The focus of the book, however, is an individual’s journey in hiding from those in power, being captured, escaping, being captured again, and ultimately [spoiler alert] not getting away or what she wants. “Finally!” I said to my husband after I finished reading this, “A dystopic novel that doesn’t have a happy ending!” In most stories, there’s some morally gray “happy” ending that gets the main character(s) what they want but with some sort of sacrifice. Here we have a main character that loses everything, and remains that way at the end, with no hope in sight. This is what a reader needs in order to truly understand what the end of the world would be like. No one wins.

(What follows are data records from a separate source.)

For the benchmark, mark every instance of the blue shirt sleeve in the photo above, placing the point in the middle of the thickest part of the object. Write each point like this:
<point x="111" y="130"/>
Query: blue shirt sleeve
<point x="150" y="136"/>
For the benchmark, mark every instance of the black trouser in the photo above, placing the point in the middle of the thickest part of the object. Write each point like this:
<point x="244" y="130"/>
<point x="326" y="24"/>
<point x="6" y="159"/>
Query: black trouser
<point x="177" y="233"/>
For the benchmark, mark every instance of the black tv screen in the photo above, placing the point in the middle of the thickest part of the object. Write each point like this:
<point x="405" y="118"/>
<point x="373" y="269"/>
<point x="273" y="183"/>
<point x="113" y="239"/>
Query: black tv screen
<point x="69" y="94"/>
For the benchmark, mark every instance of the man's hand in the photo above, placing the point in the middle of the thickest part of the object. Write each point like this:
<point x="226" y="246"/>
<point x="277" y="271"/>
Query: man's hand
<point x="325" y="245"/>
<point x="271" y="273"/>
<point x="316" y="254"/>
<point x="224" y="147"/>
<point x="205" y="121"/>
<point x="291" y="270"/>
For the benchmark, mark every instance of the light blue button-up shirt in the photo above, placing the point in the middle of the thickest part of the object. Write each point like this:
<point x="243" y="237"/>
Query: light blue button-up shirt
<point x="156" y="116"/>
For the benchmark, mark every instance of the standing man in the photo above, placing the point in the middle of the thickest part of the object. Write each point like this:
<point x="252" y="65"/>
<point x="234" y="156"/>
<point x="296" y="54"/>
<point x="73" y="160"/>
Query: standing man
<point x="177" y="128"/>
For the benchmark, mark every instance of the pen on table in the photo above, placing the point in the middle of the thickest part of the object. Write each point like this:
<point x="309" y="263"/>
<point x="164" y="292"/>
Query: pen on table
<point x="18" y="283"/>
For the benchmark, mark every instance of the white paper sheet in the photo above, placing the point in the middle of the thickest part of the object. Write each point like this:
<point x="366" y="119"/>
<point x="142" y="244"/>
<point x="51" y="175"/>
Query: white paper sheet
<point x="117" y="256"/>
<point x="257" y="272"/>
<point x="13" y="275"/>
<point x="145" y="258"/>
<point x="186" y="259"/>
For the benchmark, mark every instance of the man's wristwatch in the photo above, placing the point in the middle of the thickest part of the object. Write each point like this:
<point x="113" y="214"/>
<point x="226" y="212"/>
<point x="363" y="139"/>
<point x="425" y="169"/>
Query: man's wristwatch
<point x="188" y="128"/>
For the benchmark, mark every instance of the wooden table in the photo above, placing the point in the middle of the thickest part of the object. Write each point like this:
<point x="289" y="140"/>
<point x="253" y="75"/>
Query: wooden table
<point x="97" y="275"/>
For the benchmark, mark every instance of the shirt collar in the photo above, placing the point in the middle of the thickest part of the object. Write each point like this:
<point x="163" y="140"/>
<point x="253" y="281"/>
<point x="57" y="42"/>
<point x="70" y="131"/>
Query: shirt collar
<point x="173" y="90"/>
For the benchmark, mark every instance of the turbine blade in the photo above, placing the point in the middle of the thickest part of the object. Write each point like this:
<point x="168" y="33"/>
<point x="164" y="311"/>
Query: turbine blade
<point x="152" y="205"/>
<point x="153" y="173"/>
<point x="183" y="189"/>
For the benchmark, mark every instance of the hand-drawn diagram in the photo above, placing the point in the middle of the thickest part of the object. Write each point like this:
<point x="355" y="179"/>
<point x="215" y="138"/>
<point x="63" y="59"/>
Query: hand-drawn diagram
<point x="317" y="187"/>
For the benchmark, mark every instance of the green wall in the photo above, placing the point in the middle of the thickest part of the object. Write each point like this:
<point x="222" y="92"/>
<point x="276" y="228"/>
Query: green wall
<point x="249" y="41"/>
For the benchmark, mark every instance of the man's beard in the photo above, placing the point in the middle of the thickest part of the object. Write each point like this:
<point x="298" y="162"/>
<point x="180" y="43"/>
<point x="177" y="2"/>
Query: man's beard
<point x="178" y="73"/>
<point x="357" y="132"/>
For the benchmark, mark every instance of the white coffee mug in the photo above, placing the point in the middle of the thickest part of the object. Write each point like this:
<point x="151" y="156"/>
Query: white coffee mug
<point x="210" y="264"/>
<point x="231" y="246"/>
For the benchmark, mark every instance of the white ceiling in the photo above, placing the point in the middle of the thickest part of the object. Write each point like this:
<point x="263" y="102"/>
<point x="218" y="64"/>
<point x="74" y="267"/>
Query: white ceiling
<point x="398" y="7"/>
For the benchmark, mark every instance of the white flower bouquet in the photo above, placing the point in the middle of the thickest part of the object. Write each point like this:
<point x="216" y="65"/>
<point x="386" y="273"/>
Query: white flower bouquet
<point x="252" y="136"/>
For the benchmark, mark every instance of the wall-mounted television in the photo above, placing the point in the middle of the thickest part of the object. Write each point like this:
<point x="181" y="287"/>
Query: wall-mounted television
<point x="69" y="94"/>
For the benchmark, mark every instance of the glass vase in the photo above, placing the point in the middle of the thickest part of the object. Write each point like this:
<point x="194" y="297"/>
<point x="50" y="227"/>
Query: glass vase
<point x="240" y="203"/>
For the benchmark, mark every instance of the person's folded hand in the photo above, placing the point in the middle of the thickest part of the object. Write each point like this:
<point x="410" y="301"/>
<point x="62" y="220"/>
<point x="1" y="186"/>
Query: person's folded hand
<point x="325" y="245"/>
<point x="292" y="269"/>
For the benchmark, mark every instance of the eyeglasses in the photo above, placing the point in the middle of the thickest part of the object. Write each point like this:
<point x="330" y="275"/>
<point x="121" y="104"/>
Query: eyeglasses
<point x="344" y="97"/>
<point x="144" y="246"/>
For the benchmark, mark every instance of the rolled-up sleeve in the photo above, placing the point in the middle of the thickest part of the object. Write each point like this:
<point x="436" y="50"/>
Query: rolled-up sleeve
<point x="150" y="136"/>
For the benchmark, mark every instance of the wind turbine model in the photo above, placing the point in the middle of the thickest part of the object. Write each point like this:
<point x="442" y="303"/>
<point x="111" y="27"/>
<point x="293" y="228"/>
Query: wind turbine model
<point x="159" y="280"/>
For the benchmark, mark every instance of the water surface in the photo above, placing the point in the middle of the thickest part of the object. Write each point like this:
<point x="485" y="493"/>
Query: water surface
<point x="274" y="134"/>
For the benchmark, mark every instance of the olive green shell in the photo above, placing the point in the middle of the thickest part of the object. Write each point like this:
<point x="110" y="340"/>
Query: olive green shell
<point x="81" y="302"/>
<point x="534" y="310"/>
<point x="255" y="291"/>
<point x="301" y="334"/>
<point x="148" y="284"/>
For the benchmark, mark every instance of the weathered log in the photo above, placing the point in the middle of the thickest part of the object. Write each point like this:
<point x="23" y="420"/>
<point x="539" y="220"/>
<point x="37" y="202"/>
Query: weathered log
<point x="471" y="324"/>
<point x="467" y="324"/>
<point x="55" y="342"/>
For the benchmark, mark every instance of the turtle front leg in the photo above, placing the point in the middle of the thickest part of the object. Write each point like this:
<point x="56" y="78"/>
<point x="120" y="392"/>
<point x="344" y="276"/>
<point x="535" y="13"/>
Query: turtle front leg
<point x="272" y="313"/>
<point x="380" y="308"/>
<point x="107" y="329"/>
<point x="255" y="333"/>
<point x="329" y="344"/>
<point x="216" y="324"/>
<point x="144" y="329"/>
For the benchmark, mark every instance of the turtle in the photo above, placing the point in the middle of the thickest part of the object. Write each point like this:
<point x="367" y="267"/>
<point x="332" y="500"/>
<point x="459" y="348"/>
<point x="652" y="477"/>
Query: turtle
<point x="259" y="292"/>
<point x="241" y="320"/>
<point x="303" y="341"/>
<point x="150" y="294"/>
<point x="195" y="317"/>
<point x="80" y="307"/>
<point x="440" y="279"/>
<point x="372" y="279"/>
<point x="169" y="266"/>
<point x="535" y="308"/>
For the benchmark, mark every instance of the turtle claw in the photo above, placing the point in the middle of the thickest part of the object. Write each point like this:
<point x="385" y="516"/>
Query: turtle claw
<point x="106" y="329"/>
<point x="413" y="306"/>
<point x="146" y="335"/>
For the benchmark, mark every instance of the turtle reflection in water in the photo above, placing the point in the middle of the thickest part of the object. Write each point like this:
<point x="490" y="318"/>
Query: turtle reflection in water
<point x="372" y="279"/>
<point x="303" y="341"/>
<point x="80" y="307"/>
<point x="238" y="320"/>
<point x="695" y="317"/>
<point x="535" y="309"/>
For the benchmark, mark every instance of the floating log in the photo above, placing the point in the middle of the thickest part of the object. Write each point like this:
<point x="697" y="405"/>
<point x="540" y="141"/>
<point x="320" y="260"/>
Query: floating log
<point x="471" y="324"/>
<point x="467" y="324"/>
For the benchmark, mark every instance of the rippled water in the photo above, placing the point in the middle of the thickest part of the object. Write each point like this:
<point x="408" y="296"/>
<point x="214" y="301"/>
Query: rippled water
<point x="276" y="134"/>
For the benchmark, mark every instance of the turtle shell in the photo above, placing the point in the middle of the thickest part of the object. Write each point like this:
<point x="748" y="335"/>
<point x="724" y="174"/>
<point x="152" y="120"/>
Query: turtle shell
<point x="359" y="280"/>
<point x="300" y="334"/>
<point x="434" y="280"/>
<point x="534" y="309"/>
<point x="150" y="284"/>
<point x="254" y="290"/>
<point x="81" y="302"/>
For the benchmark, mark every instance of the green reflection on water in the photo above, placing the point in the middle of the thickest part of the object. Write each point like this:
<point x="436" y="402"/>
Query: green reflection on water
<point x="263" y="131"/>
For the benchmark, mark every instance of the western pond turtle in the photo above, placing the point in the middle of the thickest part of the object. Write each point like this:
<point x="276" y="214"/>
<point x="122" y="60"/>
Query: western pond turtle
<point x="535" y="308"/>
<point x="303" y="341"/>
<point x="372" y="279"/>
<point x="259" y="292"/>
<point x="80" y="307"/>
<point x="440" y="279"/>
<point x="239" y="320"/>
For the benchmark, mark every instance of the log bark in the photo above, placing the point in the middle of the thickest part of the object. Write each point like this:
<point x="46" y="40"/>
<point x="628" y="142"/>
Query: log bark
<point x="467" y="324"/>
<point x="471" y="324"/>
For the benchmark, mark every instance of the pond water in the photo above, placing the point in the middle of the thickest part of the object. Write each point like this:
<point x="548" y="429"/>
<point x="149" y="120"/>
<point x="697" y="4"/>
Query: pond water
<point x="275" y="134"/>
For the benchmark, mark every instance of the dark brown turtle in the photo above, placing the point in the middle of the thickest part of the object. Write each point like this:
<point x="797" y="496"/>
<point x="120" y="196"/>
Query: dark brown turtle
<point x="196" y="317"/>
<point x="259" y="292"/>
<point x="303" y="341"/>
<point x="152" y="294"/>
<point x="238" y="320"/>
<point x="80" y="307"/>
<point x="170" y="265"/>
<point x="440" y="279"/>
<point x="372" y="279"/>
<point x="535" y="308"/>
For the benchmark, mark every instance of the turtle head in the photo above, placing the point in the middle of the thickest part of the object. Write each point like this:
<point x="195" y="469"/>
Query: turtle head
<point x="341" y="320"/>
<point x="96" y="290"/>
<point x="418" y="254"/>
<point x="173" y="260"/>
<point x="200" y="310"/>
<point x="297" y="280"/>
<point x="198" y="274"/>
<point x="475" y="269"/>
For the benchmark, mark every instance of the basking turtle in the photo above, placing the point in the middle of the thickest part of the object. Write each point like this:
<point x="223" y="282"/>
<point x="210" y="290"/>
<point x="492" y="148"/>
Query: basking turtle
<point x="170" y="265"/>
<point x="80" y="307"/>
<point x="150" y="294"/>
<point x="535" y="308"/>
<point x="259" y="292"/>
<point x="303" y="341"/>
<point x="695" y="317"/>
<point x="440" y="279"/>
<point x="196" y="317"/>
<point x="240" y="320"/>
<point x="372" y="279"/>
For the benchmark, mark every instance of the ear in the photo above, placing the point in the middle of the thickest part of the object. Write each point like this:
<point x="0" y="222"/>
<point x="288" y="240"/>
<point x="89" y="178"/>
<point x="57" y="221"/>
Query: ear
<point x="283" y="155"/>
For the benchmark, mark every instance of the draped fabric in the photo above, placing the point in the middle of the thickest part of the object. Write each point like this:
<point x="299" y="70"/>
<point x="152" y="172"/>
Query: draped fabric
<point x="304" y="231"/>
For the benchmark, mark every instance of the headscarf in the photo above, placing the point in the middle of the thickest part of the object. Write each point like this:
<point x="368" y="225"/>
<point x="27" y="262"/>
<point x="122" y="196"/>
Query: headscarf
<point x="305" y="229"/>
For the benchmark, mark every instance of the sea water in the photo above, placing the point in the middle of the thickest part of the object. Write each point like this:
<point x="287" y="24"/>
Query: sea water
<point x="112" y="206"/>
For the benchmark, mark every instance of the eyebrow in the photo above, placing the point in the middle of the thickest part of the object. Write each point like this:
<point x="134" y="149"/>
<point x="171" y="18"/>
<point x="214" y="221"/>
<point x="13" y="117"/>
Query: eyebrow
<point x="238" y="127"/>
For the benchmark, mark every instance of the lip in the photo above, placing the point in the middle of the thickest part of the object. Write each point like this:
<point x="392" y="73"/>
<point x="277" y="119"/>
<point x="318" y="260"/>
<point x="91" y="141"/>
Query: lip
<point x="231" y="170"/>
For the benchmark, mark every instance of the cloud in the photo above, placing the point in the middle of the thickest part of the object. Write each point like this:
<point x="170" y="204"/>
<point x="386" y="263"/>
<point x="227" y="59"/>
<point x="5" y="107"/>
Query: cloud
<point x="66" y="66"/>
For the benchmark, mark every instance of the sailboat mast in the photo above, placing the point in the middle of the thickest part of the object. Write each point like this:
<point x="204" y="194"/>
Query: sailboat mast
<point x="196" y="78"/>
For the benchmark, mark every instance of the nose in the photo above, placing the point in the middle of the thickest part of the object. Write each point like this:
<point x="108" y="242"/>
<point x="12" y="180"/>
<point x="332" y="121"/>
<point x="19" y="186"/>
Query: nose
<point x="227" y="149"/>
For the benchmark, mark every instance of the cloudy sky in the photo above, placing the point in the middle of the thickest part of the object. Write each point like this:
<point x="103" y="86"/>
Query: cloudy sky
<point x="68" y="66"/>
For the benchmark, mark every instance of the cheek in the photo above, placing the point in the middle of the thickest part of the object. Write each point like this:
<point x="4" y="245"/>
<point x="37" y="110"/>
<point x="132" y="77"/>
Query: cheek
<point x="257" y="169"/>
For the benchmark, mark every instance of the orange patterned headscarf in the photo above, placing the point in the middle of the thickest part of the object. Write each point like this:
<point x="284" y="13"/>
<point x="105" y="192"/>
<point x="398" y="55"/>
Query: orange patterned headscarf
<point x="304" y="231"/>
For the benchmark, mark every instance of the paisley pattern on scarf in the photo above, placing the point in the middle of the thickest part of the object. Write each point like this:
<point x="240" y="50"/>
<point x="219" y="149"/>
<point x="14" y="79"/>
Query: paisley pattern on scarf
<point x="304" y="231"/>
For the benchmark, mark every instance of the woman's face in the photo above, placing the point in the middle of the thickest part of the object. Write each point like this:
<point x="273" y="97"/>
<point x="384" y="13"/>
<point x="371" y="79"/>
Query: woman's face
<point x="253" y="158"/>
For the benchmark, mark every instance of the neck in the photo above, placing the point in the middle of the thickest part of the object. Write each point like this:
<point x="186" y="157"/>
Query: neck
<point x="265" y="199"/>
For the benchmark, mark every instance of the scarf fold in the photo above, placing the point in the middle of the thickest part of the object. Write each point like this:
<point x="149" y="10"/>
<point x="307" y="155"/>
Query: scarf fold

Several times within her journal, Cedar (the main character) writes about her future child’s growth, musing over the large numbers and small scale of each bit of growth. She admits that it all seems meaningless, but somehow important at the same time. Just like the end of the world—just like any other hyper-object—it’s too large or to small to comprehend, so she focuses on things that are her size. Her relationships with her moms, her dads, her sister, her grandmother, her “angel”, and the other pregnant women she meets along the way are what drives her. The crisis is endured by all, and so is not a concern that is discussed. It is there, all are aware of it, but every faction moves on their own for their own means. There’s no one group trying to save all of humanity, even those that they they are doing so are trying to create their own world.